Evidently this "large" transaction bug concerns some of the bugs being
fixed in the upcoming service pack 4. It also relates to my post about
recovery. There *is* a bug in that it is possible to introduce
duplicate keys in very large transactions. In my case, the transaction
was 5000 INSERTs (give or take one). I'm going to try to reproduce this
error later in the week, but let me relate the entirety of the problem
(which I thought would be too much info in my earlier post).
I'm converting a large FoxPro database to SQL Server. I'm running SQL
Server 6.5 Enterprise on a server configured with MSCS. I'm moving over
and massaging ~5 million rows of data. I've chunked it into groups of
5000 records. Each batch was taking ~20 minutes to execute. On the
night that the big job was run, it clashed with a user-scheduled
checkpoint (I haven't pointed fingers at that culprit yet!) shortly
after midnight. At 7AM, the same batch was running. The thread was
killed which (seemingly) triggered an error to MSCS which failed over to
our second server. This seems to have issued a SQL Server stop on
server A and a SQL Server start on server B. As it should, the start of
SQL Server B attempted to recover the database. Three days later, the
database was still in recovery (after 40 hours, attempts were made to
remove the database, set up trace flags, etc.) Nothing worked and MS
was notified. A MS tech investigated the problem and determined that
there were duplicates in the database.
Since this time, I've been told (all hearsay, I'm trying to get names)

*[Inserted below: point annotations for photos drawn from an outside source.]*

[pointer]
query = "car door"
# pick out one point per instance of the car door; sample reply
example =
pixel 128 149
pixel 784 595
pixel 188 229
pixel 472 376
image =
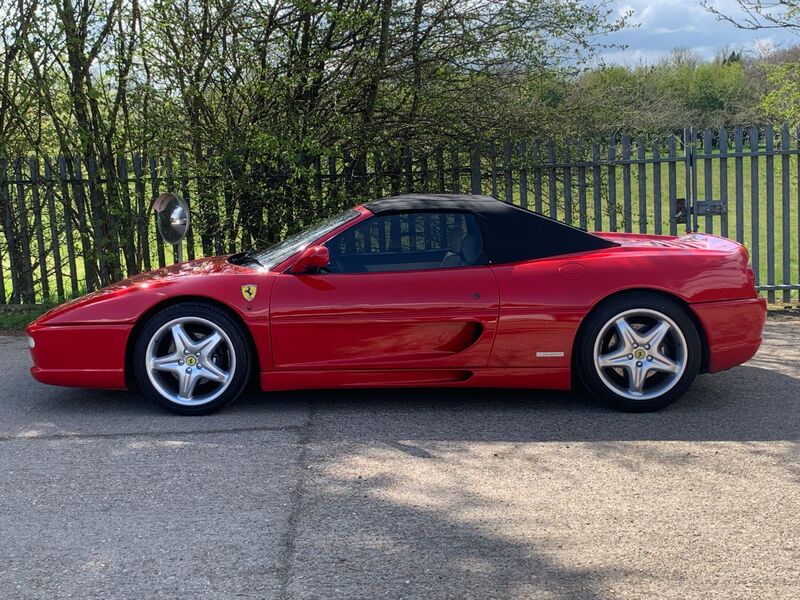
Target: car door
pixel 390 301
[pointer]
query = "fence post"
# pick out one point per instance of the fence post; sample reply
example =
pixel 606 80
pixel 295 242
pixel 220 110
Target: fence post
pixel 657 218
pixel 552 190
pixel 708 171
pixel 597 192
pixel 612 183
pixel 154 192
pixel 785 212
pixel 523 175
pixel 583 218
pixel 642 177
pixel 185 192
pixel 672 184
pixel 24 242
pixel 567 184
pixel 508 174
pixel 44 284
pixel 63 177
pixel 723 179
pixel 128 237
pixel 739 183
pixel 100 241
pixel 55 242
pixel 770 181
pixel 755 250
pixel 8 227
pixel 626 184
pixel 475 169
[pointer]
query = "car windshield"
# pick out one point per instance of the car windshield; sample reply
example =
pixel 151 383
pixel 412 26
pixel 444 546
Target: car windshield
pixel 282 250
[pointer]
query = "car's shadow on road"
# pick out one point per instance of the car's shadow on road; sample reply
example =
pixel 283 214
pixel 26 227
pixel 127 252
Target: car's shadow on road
pixel 745 404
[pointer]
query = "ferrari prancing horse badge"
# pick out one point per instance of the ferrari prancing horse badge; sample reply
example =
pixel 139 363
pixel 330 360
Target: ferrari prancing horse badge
pixel 249 292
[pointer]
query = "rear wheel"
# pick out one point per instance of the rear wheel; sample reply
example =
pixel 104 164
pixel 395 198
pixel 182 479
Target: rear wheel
pixel 639 352
pixel 192 359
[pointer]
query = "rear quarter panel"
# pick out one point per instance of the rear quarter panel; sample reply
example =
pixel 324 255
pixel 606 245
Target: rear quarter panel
pixel 543 302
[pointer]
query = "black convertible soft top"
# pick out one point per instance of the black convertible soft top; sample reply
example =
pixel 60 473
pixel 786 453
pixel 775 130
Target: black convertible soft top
pixel 510 233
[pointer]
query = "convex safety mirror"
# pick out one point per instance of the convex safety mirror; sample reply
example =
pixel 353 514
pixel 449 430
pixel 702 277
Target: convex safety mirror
pixel 172 216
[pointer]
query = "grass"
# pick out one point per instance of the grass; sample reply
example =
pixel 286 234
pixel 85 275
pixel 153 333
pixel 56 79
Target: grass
pixel 17 318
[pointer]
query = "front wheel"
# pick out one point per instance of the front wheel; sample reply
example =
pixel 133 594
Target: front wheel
pixel 639 352
pixel 192 359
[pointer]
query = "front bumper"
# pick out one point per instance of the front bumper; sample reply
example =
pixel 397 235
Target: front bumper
pixel 89 356
pixel 733 330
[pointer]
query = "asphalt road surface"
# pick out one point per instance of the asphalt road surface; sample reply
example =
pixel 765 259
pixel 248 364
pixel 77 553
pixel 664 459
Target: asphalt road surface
pixel 404 494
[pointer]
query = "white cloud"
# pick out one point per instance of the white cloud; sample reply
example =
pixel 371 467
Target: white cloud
pixel 658 26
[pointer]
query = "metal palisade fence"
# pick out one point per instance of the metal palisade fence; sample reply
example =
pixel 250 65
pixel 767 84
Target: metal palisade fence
pixel 72 224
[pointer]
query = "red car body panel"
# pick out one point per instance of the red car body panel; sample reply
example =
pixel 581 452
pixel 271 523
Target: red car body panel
pixel 509 325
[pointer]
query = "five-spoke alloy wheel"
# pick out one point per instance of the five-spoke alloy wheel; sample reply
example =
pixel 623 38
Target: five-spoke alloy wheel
pixel 639 352
pixel 192 358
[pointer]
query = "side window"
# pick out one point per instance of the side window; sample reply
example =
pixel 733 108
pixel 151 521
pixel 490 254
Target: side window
pixel 408 241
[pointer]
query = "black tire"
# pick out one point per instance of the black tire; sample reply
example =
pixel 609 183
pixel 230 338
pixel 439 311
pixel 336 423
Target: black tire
pixel 238 347
pixel 596 324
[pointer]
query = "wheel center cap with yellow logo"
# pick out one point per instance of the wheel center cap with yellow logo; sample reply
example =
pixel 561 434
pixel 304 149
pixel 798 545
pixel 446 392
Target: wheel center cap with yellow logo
pixel 249 292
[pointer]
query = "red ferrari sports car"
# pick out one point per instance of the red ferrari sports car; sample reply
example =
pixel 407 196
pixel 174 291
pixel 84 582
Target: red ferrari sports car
pixel 418 290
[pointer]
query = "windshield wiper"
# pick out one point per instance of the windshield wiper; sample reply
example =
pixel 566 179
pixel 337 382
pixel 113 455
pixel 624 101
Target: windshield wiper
pixel 248 257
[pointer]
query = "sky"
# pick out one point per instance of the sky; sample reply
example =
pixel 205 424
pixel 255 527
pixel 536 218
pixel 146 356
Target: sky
pixel 668 24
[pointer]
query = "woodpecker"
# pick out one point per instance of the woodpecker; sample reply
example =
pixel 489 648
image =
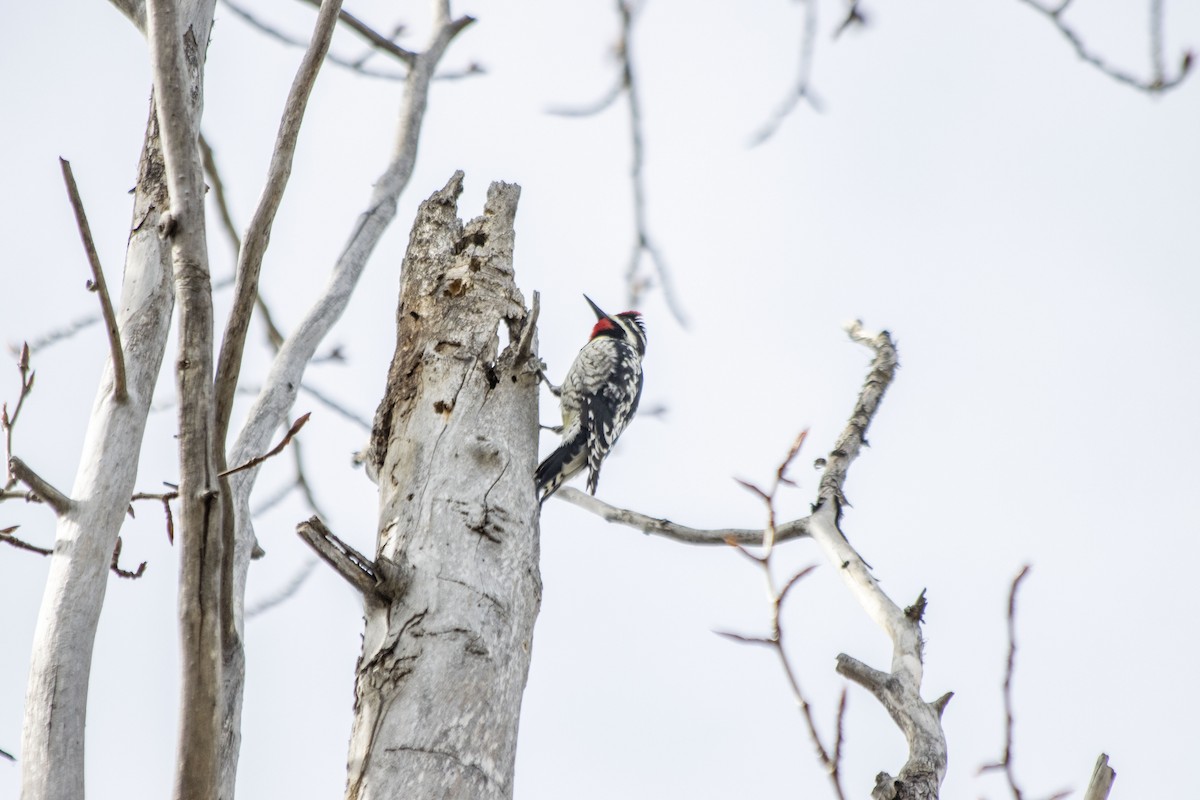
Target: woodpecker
pixel 599 397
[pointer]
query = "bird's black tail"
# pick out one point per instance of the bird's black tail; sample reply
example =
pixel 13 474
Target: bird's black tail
pixel 562 464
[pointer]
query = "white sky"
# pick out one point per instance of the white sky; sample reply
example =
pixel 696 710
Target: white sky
pixel 1027 228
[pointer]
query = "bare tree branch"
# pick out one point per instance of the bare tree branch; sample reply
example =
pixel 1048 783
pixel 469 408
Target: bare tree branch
pixel 99 284
pixel 7 537
pixel 1158 83
pixel 283 594
pixel 829 758
pixel 7 422
pixel 136 11
pixel 1102 780
pixel 802 86
pixel 373 37
pixel 334 405
pixel 175 54
pixel 276 34
pixel 355 567
pixel 1006 762
pixel 275 451
pixel 125 573
pixel 165 499
pixel 643 244
pixel 39 486
pixel 258 234
pixel 667 529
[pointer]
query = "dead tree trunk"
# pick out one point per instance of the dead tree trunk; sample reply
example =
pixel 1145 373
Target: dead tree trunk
pixel 454 591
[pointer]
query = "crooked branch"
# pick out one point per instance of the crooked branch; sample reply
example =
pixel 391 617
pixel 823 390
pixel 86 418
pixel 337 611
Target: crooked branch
pixel 275 451
pixel 1157 84
pixel 258 234
pixel 292 41
pixel 9 537
pixel 9 421
pixel 802 85
pixel 355 567
pixel 97 284
pixel 643 244
pixel 667 529
pixel 39 486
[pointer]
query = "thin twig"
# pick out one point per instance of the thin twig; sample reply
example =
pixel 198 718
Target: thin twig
pixel 97 284
pixel 276 34
pixel 1102 780
pixel 372 36
pixel 1157 84
pixel 829 759
pixel 529 329
pixel 258 234
pixel 9 421
pixel 117 567
pixel 19 543
pixel 667 529
pixel 40 486
pixel 165 499
pixel 643 242
pixel 1006 762
pixel 275 451
pixel 802 86
pixel 357 569
pixel 599 106
pixel 285 593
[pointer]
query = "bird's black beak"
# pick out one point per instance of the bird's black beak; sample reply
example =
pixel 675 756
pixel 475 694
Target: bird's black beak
pixel 597 308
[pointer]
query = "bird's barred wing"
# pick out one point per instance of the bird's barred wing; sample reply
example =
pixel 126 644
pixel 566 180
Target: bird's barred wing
pixel 607 411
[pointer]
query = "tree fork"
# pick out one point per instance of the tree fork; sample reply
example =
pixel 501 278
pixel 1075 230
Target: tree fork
pixel 445 659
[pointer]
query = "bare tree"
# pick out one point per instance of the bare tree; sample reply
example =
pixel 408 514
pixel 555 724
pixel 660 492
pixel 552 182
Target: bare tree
pixel 453 588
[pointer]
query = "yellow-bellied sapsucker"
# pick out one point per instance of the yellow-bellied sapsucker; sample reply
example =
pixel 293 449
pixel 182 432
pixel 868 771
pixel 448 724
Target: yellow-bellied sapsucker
pixel 599 397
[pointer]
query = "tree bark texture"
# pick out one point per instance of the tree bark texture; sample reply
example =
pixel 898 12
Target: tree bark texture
pixel 445 653
pixel 178 46
pixel 57 697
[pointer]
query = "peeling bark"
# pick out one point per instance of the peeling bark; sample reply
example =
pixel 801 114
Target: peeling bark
pixel 445 657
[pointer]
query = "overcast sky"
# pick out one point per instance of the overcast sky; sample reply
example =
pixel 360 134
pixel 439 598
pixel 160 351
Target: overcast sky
pixel 1027 228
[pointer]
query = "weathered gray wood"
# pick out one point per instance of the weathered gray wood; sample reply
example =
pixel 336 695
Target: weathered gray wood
pixel 444 665
pixel 283 380
pixel 177 62
pixel 60 665
pixel 1102 780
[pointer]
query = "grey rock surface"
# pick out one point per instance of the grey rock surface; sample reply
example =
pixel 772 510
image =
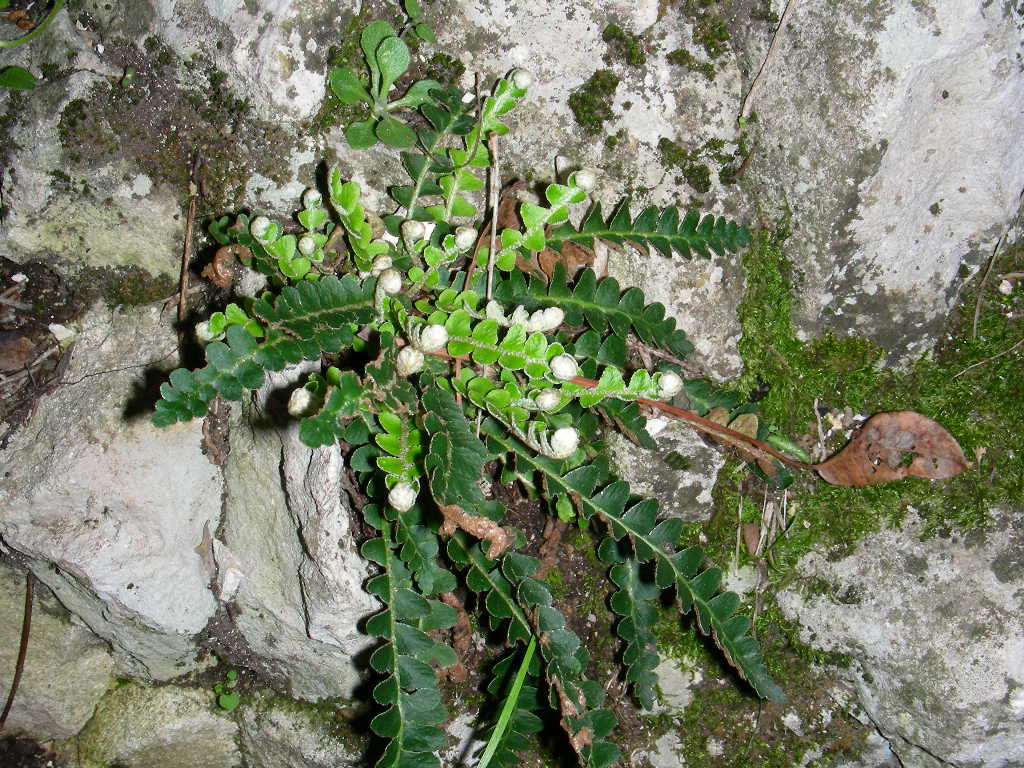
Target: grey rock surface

that MS has identified this bug and has a hot fix that they're willing
to give us prior to the release of the service pack. Management is not
e*d about this and I'm just trying to get some more information from
anyone that might have any information. Some of this discussion has
surrounded the long time of recovery (hence my other posts).
I don't have much else to add. I'm sitting here with a client that is
none too happy, and I'm trying to placate decision-makers. I'm really
just looking for any info that anyone may have on this/these
problem(s). My client's downtime is measured in dollars per minute and
if we had a 40 hour database recovery in production, there'd be no need
to come into work because they'd be out of business.
Thanks for the soapbox (and all the help).